Il admirait beaucoup l’abbé Royou, ce courageux défenseur de l’autel et de la monarchie expirante, qui n’avait pas ménagé les traits à Voltaire et à tous ceux de sa secte impie.
Après avoir fait son droit à Rennes, il s’établit avoué à St-Brieuc. Il vit son étude fréquentée par les meilleures familles de la province.
Il avait le goût pour l’écriture, et on lui doit un assez grand nombre de publications, qui témoignent, les unes, de la solidité de ses connaissances juridiques, les autres, de l’ardeur de ses convictions royalistes.
J.M. Fleuriot ne cessait d’affirmer hautement sa foi catholique, réclamant, pétitionnant, dénonçant tous les abus, toutes les injustices. Il ne craignit pas de compromettre sa carrière en acceptant de défendre des accusés politiques qui ne trouvaient pas d’avocat.
Ce trait de désintéressement fut le signal de sa ruine. Voyant chaque jour sa charge péricliter, il se décida de la vendre.
Ses adversaires crurent le moment favorable pour triompher de sa loyale ténacité. On lui offrit un poste officiel qu’il refusa pour, dit-il, rester libre de combattre pour le bien et contre le mal.

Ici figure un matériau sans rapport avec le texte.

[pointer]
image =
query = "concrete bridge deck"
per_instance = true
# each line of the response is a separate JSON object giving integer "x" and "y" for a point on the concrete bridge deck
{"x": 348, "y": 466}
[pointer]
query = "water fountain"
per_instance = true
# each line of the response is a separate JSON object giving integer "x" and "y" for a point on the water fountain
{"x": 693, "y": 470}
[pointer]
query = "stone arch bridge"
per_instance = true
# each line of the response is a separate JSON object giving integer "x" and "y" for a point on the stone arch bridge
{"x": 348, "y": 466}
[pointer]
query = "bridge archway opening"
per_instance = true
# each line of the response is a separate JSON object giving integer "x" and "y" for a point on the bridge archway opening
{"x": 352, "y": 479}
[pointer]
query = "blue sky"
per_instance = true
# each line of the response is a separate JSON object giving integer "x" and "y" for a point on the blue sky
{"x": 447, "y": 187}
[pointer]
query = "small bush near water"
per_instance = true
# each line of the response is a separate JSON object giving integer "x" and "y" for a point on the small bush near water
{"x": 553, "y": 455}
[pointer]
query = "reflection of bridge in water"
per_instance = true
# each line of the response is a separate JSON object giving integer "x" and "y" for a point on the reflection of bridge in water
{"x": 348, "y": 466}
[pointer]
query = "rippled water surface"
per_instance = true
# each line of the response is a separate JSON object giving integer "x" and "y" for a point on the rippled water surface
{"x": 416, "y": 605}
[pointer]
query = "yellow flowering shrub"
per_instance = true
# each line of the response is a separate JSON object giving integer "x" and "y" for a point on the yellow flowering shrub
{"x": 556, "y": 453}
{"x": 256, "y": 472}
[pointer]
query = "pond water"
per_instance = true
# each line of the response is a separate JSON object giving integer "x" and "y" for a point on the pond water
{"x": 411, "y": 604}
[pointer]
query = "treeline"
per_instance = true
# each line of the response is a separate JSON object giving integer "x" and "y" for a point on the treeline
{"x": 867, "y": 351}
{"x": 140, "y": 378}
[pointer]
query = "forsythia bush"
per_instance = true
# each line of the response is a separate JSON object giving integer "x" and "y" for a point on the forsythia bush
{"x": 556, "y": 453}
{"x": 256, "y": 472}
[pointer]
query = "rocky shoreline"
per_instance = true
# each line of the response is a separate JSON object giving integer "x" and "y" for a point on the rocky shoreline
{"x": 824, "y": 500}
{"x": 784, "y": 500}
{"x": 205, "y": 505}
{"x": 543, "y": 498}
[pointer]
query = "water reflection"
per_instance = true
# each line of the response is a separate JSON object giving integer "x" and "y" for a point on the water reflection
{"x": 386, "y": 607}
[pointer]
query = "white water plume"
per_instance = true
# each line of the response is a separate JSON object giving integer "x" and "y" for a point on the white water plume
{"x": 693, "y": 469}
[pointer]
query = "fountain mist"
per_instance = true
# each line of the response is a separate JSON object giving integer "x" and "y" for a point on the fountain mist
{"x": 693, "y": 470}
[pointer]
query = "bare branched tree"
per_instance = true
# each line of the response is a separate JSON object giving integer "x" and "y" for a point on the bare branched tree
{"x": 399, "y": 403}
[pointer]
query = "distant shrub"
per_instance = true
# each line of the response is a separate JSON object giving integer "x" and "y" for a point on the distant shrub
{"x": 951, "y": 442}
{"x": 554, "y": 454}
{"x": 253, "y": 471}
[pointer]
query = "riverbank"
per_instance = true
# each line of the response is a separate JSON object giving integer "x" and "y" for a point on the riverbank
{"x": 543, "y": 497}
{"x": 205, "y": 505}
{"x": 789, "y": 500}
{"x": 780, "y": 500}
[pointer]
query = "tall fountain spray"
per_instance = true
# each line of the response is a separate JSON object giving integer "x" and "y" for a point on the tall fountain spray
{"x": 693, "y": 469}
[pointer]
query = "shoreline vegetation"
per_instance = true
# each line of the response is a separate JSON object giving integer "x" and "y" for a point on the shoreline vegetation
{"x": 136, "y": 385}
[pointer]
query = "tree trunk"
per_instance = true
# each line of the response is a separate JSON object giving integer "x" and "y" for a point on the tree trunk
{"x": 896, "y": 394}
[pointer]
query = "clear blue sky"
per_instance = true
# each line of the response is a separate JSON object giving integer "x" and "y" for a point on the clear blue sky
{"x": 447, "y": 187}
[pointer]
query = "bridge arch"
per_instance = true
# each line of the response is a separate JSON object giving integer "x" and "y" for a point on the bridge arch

C’est au foyer de cet homme de bien, de ce vaillant royaliste, que s’est formée Zénaïde Fleuriot.
En 1849, il avait fallu hypothéquer, puis vendre tous les biens : le Seuren, Hesnos, Rubiant, la maison de St-Brieuc, Guenharic et le cher Palacret, dernier asile de la famille.
Une véritable pauvreté était venue s’asseoir au foyer de J.M. Fleuriot.